The Truth About Elon Musk's Favorite Plane, The SR-71

If the X-Men say it's cool, and if Mr. SpaceX/Tesla Motors himself, Elon Musk, says it's cool, then it has to be very cool indeed. And indeed it is: It's the SR-71, sometimes referred to as the Blackbird, adapted (quite radically, albeit artistically) for toting mutants to battle evil on behalf of all of us. Mostly.

The actual plane, designated as the favorite aircraft of both Musk and his significant other, Grimes (Claire Elise Boucher, as CNN tells us), had a direct predecessor, the A-12, which is part of the name of the couple's child, X Æ A-12 (it's pronounced just the way it's spelled). The SR-71 itself is their "favorite aircraft," Grimes announced in a tweet, not because it's super cool and awesome, which it is, but because the aircraft has "no weapons, no defenses. Just speed. Great in battle, but non-violent."

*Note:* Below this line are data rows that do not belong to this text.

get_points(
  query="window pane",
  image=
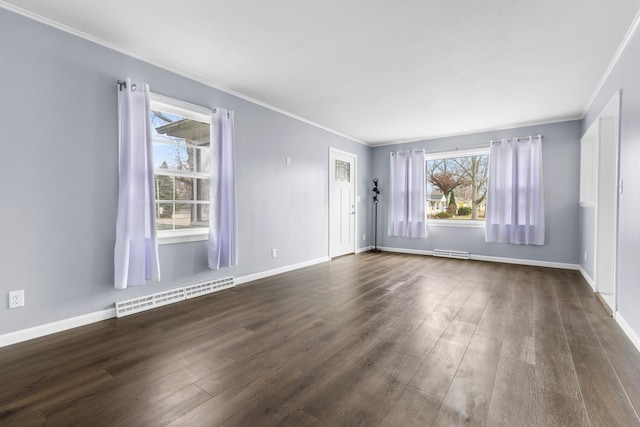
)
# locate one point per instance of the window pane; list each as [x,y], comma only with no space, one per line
[164,216]
[202,212]
[203,189]
[203,159]
[175,142]
[457,187]
[343,171]
[184,188]
[180,146]
[164,187]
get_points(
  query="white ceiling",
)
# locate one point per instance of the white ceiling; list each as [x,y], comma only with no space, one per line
[376,71]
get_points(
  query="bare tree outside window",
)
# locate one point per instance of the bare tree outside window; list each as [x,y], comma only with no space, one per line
[464,176]
[180,147]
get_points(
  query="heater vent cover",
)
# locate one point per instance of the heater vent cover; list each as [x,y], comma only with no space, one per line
[147,302]
[446,253]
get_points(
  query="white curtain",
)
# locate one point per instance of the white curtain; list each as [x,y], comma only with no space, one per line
[407,194]
[515,201]
[223,232]
[136,249]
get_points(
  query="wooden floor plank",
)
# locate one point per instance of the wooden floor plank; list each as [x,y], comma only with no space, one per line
[372,339]
[513,401]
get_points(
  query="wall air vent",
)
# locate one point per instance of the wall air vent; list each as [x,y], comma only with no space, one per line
[450,254]
[147,302]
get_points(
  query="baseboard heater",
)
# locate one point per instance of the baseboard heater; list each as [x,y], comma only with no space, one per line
[446,253]
[148,302]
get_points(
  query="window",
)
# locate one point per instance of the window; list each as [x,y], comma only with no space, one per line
[181,159]
[457,187]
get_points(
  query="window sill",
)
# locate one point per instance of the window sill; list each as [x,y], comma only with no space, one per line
[455,223]
[182,236]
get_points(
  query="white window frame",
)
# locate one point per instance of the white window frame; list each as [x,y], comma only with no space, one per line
[449,154]
[194,112]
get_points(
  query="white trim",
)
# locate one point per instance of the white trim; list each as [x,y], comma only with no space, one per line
[612,64]
[54,327]
[589,280]
[169,67]
[279,270]
[463,223]
[519,261]
[179,108]
[462,152]
[531,262]
[628,330]
[98,316]
[168,237]
[549,121]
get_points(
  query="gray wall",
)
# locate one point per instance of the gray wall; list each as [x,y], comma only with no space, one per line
[59,177]
[560,151]
[625,76]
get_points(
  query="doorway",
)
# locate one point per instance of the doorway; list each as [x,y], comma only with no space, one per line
[342,203]
[606,132]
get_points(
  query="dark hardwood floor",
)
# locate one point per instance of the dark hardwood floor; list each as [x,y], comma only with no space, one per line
[373,339]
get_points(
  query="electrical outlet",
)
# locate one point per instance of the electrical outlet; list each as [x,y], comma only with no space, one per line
[16,299]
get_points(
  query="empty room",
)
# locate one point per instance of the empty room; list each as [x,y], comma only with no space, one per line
[320,213]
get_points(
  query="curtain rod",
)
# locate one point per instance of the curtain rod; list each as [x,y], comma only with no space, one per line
[123,85]
[518,139]
[417,150]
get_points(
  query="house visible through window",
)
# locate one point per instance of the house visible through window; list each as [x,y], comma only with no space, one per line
[181,158]
[457,185]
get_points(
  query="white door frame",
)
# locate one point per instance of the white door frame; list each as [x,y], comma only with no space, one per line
[355,195]
[611,110]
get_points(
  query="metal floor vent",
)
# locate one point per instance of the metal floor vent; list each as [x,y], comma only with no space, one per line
[147,302]
[451,254]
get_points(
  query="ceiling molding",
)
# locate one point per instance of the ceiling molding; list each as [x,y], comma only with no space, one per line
[62,27]
[484,130]
[614,62]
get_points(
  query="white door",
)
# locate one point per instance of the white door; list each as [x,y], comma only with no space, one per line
[342,206]
[606,210]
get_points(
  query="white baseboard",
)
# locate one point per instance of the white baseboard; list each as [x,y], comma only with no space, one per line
[519,261]
[589,280]
[59,326]
[74,322]
[406,251]
[635,339]
[280,270]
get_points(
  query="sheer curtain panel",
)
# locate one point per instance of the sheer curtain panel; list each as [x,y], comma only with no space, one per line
[223,231]
[407,194]
[515,201]
[136,249]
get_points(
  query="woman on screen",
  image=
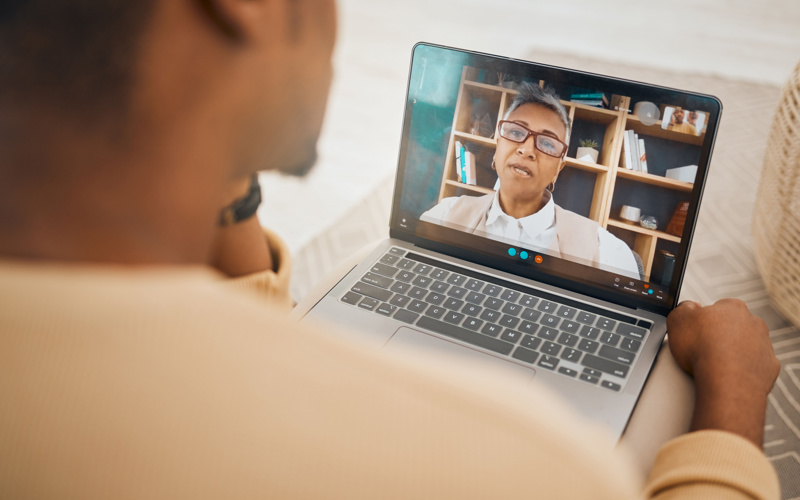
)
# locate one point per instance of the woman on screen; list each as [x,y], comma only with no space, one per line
[531,146]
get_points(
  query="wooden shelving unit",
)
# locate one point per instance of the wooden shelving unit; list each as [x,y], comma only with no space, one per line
[495,100]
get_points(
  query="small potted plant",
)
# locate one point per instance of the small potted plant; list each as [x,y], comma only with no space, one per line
[588,148]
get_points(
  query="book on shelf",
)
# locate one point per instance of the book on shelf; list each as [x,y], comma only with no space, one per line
[642,157]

Which seems to approach the land of oxymoron, but it's true. The Blackbird was commissioned as a response to an international incident in which a U-2 "Dragon Lady" U.S. reconnaissance plane was shot down over Russia. President Dwight Eisenhower ordered a new plane to be made that essentially could outrun enemy missiles. Lockheed, which also came up with the A-12 for the CIA, produced the Blackbird for the Air Force, rolling the plane out in 1964.

Calling it "fast" doesn't quite do it justice

It has a two-person crew, a pilot and a navigator. It's fast — very fast — and capable of very high-altitude flight (up to 80,000 feet, according to Business Insider). As for speed: try more than three times the speed of sound. If enemy missiles approach, the pilot can kick in the afterburners and outrun the menace. Think of that little cloud of dust the Road Runner kicks up just before it disappears beyond Wile E. Coyote's reach. Only in real life.

That kind of speed does make it difficult to arm the machine, since it's moving faster than the aforementioned missiles, let alone bullets. And since it's so fast, it doesn't really need defensive weaponry anyway. There's only a slim chance it's going to be detected. One of the Blackbird's improvements over the A-12 is its expanded surface that deflects radar.

The Blackbird was retired from active service in 1990 — some say because of budget cuts; some say because of the collapse of the Soviet Union — though it still performed research work as recently as 1997. As How Stuff Works phrases it, "No weapon system has ever maintained that same degree of superiority over a period of four decades." Nothing that came before was anything like it. Nothing since has improved on it. Kind of a heavy burden to put on a child. Even one named X Æ A-12.